Let’s do a little memory and remember that players have always used intimidation tactics towards opponents. This is how we have come to see so many stomps that the protagonists call ‘fortuitous’.
There was a time when ‘tackling’ from behind touching the ball was common but at the same time, due to the effect of movement, hitting with the other leg to the ankles of the opposing player. Those actions did not seem red to us but Many players were left off the pitch. The problem was detected and the sanction began to change from yellow to red for these actions in which, I repeat, the ball was touched first. Today we can say that are eradicated.
Later the fashion of the elbows arrived. There were seasons with more than ten serious cheekbone injuries. The player always said that he jumped like this for protection and that he didn’t want to do damage. Then it was decided that this type of jumping action with arm movement to the contrary was very dangerous and we began to expel. Miracle: these harmful actions stopped being seen. Some are still produced today, but they are almost eradicated.
Now in our football we meet the fashion of stomping, masked in a ball dispute that many times is not such. Let’s go to the beginning of the spirit of the game. Playing soccer does not imply the deliberate action of stepping on an opponent with the excuse of playing the ball. Stepping on an opponent is more serious than tackling. The player must know how to measure when he puts his foot in when disputing the ball and be aware of the risk it poses to the opponent, just as it is to his team if he plays the ball with his hand in his area.
Here I see a big problem. From the technical arbitration committees They speak of red if the action occurs above the ankle. If the stomp occurs below, they advocate a simple yellow. And why do I say that it is a problem? Easy. The IFAB, which is the one that legislates, does not speak at any time of height or intention or other things. Instead, the one who dictates how to apply that rule gives a lot of parameters that take decision power away from the referee. Thus, they try to equate many actions when the rule is much simpler than all that.
It is understood that the use of excessive force occurs in that action in which the player exceeds in force and impetuosity used or endangers the physical integrity of the adversary. In that case, the offender must be expelled.
And now I quote this summer’s circular, prepared by the CTA and not by the IFAB, which is the one that legislates. In the evaluation of this type of plays, the referee must assess:
–The area of the body with which the player makes the tackle: heels, instep, leg…

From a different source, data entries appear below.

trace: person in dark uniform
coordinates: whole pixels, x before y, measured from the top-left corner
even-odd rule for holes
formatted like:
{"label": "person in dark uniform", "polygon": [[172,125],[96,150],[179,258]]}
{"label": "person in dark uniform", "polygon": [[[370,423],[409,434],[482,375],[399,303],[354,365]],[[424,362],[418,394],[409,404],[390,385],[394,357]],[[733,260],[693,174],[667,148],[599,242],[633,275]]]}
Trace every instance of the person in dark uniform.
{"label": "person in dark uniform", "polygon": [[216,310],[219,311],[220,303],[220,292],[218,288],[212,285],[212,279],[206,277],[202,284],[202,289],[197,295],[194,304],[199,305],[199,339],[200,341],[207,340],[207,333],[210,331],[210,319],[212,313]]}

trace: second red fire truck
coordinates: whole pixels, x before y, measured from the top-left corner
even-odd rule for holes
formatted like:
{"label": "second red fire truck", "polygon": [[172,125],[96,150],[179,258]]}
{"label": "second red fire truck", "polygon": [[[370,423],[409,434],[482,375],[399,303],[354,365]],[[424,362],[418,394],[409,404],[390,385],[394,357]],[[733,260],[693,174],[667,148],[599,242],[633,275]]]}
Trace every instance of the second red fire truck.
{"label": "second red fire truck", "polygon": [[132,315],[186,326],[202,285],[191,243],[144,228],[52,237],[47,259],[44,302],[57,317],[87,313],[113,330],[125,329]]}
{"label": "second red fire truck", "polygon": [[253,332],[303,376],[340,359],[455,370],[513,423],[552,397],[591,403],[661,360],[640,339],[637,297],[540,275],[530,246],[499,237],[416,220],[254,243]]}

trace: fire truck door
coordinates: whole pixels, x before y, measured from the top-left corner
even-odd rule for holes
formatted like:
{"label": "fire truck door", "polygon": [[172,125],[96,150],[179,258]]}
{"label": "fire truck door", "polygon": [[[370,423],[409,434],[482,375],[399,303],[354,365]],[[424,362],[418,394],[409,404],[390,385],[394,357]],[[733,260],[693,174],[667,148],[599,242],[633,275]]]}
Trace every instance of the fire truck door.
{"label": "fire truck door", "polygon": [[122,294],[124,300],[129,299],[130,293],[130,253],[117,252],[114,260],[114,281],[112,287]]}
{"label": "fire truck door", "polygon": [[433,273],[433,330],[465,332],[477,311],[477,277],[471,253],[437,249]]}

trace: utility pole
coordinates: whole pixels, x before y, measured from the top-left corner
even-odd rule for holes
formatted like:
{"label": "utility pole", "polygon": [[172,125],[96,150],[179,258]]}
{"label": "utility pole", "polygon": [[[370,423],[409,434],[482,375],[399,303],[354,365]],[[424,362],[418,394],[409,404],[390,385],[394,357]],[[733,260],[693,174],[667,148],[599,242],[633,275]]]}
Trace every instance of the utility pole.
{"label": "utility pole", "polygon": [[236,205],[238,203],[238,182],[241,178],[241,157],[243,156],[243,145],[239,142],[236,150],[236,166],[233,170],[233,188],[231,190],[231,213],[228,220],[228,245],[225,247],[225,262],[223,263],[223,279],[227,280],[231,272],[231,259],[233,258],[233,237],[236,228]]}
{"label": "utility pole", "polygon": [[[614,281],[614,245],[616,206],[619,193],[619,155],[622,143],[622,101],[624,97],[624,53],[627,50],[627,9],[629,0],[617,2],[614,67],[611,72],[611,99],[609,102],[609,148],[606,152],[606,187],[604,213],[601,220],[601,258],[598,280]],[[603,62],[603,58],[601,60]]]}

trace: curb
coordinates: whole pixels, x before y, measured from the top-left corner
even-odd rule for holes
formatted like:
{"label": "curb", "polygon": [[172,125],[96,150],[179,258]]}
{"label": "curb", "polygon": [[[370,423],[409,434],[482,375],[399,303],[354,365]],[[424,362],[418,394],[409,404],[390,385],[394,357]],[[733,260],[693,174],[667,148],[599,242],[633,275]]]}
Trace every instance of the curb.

–The area of the body in which it is impacted: foot, ankle, Achilles tendon, leg, body, head…
–Intensity, speed, force and risk of injury.
As you can see, the rule itself is easy and not complicated at all. Then we want to give it an interpretation and we fill it with concepts that make it the referee is increasingly an administrative and stay away from the common sense of football.
Let’s give the referee his personality again, let’s stop trying to make Olympic marks with them and, above all, let’s not make laboratory collegiates. And here I quote Criss Jami: “The role of genius is not to complicate the simple, but to simplify the complicated.”